Objective: To examine fat oxidation rates during exercise in lean and obese pubescent children.
Design: A graded leg cycle ergometry test was performed by two groups of pubescent boys (13 lean: mean (SD) age 12.0 (0.5) years, body mass index (BMI) 18.56 (1.12) kg/m2; 17 obese: mean (SD) age 12.1 (0.1) years, BMI 26.68 (3.37) kg/m2; p<0.001). The first step of the test was fixed at 30 W and power was gradually increased by 20 W every 3.5 min. The mean ventilatory gas measurement was obtained during the last 30 s of each step for calculation of fat oxidation rate vs exercise intensity.

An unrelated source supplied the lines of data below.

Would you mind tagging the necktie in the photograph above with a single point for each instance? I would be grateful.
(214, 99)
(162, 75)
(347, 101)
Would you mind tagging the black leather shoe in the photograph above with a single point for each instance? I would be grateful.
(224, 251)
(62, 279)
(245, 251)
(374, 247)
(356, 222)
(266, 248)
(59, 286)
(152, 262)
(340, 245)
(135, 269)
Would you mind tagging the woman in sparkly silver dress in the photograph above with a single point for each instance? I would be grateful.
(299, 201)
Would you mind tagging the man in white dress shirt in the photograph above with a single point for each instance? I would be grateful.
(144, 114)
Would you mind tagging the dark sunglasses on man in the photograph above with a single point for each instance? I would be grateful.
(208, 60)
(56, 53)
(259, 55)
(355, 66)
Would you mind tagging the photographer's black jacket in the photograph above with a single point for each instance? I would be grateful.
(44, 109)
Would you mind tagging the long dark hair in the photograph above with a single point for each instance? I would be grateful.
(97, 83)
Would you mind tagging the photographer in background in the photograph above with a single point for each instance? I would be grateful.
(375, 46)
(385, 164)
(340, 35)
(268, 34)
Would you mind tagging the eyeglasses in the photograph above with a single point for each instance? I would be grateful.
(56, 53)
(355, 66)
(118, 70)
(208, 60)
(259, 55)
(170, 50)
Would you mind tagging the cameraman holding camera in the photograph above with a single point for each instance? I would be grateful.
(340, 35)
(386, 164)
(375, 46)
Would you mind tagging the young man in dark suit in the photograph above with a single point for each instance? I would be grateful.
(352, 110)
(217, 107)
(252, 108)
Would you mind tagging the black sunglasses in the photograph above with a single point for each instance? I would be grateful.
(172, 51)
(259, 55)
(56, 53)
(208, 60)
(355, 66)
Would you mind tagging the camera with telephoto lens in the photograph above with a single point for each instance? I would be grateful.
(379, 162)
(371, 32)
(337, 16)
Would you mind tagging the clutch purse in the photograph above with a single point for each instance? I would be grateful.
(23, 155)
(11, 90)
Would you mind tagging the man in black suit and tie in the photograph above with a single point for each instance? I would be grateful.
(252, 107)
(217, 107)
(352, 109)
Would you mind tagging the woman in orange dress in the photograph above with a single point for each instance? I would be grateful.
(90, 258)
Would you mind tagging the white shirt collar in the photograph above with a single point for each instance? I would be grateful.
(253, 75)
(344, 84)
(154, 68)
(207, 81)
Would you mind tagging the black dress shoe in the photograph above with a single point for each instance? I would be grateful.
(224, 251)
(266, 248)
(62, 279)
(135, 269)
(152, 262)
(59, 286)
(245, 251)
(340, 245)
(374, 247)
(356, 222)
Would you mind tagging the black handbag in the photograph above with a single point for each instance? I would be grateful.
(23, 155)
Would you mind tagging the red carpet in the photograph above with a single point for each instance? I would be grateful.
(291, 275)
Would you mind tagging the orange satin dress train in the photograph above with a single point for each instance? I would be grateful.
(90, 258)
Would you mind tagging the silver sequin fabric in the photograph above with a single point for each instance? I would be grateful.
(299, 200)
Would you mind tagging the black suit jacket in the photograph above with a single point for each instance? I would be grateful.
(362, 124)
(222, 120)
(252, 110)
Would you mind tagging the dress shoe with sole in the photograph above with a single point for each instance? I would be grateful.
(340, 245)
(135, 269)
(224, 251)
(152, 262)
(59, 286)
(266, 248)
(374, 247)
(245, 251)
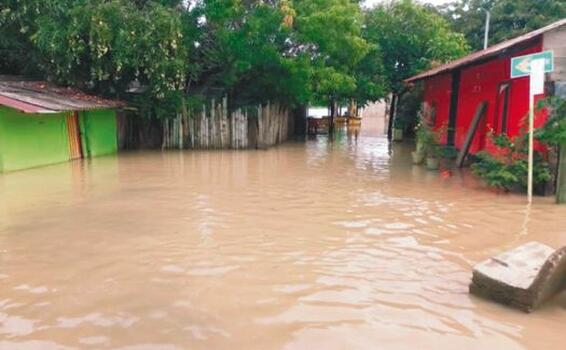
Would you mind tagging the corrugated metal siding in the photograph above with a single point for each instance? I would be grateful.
(490, 52)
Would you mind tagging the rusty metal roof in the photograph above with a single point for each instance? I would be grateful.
(487, 53)
(42, 97)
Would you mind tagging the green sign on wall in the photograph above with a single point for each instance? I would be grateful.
(521, 66)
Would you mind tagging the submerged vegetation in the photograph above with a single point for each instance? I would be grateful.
(507, 168)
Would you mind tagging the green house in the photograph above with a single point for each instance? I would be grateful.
(42, 124)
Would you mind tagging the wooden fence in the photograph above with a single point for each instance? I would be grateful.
(215, 127)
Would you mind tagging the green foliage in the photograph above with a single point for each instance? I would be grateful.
(509, 18)
(508, 169)
(109, 44)
(253, 51)
(411, 38)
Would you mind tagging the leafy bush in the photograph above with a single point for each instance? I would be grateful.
(508, 169)
(553, 132)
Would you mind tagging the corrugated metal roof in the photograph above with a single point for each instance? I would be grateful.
(42, 97)
(487, 53)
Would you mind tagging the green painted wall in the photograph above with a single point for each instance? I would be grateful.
(30, 140)
(98, 132)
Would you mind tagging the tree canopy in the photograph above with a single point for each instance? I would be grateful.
(509, 18)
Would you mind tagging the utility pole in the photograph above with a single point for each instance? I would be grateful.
(486, 34)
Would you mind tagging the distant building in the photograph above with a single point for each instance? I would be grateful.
(43, 124)
(454, 91)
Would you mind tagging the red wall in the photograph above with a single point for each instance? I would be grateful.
(481, 83)
(437, 92)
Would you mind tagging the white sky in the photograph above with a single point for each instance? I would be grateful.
(370, 3)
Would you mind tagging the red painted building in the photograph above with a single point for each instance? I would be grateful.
(455, 90)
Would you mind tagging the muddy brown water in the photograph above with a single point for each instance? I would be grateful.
(312, 245)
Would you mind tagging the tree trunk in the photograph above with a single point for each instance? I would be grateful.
(392, 113)
(333, 110)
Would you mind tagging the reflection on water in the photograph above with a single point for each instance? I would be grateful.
(323, 245)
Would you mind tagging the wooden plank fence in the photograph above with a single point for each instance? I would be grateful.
(215, 127)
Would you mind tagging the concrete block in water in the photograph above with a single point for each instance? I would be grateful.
(523, 277)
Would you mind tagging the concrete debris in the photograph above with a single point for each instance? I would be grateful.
(523, 277)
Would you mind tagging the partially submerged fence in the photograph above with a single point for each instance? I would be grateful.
(214, 127)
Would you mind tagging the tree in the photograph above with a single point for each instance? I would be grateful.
(106, 46)
(329, 32)
(411, 38)
(509, 18)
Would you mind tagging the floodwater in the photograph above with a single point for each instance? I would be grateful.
(340, 245)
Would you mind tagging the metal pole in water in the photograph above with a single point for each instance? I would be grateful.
(486, 34)
(531, 127)
(536, 87)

Results: At low intensity (0–30% of peak oxygen consumption) when fat-free mass is considered, the fat oxidation rate was identical for the two groups. At higher intensities (40%, 50% and 60% of peak oxygen consumption) the fat oxidation rate was significantly higher in lean boys than in obese boys.
Conclusion: These results confirm that obese pubertal boys have fat-free mass decreased capacities to use fat during moderate exercise. The findings suggest that obese boys need to practise physical activity at a lower intensity than healthy boys to enhance lipolysis and diminish adipose tissue and the consequences of obesity.